I believe AB's point was that you have to have a legal catch before you can determine forward progress. In your play, the receiver does complete the catch by touching inbounds; in his play, he doesn't.
Exactly. Forward progress is determined by the foremost point after POSSESSION, but not until a catch has been made. A player that never lands inbounds hasn't made a catch, and isn't entitled to forward progress.
Take your "catch" in the end zone. Diving (airborne) receiver possesses a pass while in the air over the end zone. He lands on his belly and the ball, which is under him, pops loose. Are you going to call a TD because he possessed the ball over the end zone? Or a leaping receiver jumps and possesses the ball over the end zone, but lands beyond the end line. Touchdown?

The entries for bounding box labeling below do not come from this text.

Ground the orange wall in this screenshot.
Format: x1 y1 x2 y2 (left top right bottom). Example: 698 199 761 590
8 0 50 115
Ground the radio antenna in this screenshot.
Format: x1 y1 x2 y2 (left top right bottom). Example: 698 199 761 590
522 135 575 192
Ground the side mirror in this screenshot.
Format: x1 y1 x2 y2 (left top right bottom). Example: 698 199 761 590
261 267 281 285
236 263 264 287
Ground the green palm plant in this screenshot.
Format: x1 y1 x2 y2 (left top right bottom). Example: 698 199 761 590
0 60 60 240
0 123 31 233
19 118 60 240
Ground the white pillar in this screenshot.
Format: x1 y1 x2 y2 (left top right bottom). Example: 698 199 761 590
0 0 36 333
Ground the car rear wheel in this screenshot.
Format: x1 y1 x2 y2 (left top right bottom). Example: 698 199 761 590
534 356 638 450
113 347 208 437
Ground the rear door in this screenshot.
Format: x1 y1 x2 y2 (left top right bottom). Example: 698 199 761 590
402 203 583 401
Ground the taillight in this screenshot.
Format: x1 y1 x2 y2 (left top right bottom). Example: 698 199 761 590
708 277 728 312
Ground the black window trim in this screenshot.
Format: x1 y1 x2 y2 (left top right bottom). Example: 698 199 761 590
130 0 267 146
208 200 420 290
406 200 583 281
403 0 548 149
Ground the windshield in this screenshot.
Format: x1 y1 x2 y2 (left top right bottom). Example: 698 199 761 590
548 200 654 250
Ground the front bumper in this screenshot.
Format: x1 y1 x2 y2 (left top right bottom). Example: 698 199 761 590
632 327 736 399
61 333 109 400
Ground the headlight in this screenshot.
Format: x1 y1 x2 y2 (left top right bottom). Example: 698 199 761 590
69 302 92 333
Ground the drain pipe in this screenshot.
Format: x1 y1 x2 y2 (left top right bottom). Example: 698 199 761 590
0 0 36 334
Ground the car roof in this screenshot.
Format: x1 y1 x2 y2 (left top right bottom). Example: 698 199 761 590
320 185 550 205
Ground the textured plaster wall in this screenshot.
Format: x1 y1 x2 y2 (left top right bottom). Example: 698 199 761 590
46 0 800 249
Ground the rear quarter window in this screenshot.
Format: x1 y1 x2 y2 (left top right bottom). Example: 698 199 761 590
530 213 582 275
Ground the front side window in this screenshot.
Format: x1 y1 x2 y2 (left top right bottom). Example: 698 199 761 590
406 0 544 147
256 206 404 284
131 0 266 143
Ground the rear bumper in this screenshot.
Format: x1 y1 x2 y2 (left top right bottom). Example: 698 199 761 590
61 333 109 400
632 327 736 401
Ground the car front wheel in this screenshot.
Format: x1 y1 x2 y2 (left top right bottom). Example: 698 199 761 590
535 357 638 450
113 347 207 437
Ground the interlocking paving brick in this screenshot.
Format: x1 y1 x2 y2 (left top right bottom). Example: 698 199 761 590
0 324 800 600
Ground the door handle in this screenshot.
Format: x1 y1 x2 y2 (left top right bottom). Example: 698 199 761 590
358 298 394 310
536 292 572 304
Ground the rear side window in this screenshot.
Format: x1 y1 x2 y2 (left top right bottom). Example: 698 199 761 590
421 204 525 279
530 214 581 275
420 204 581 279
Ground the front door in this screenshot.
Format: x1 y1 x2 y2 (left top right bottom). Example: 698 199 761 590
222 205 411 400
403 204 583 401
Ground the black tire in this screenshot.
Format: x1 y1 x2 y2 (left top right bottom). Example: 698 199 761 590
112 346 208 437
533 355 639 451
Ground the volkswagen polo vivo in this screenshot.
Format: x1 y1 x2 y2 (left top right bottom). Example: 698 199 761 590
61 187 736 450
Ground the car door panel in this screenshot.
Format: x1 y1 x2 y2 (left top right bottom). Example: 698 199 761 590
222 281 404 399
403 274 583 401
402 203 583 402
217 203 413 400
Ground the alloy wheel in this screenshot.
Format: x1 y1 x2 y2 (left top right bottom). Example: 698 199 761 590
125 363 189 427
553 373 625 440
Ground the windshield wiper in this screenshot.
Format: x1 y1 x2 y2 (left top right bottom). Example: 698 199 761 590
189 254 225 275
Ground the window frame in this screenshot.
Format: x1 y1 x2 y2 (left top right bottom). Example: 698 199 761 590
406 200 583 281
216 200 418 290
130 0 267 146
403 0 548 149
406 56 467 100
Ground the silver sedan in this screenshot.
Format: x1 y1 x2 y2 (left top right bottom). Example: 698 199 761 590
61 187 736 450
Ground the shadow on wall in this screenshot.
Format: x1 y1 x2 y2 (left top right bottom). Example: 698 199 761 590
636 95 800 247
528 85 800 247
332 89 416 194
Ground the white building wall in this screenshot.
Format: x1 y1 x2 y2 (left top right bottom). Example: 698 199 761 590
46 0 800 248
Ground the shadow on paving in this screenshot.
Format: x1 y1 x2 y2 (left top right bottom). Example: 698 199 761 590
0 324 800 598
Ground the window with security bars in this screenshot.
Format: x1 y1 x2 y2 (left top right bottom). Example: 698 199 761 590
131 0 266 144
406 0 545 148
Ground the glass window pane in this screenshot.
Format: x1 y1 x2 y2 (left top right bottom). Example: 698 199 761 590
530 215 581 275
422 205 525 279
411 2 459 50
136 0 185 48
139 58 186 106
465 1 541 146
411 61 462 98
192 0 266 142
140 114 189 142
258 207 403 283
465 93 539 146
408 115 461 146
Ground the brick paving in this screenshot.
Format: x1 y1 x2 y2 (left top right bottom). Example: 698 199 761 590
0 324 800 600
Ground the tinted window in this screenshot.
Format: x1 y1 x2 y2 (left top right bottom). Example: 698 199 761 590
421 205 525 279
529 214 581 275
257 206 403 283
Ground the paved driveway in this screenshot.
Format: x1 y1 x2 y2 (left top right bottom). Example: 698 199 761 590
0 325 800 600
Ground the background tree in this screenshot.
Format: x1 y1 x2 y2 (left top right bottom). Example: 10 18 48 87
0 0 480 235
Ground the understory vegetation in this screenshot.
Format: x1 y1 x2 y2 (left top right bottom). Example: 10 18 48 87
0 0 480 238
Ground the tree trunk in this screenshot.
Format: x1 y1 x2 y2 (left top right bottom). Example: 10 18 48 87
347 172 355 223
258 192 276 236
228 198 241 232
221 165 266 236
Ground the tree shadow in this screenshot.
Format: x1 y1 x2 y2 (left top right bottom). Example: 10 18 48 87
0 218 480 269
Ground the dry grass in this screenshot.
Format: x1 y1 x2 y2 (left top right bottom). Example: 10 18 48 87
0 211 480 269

Of course not, the passes were incomplete, because the receiver never touched inbounds, thus completing the catch.
Same with your play. It's not a TD when the ball was possessed, it didn't become one until he completed the catch. Under FED rules, a player that never hits inbounds, whether pushed or carried, hasn't completed the catch. The rules committee had a clear intent when making the rule: eliminate the judgment of whether a player WOULD have landed inbounds. They did NOT want to duplicate the NCAA rule, then wanted a clear, less judgmental issue: either he did or he didn't land inbounds. HOW he did or didn't wasn't supposed to matter, until the writer of the case play muddied the waters, against the wishes of the rules committee.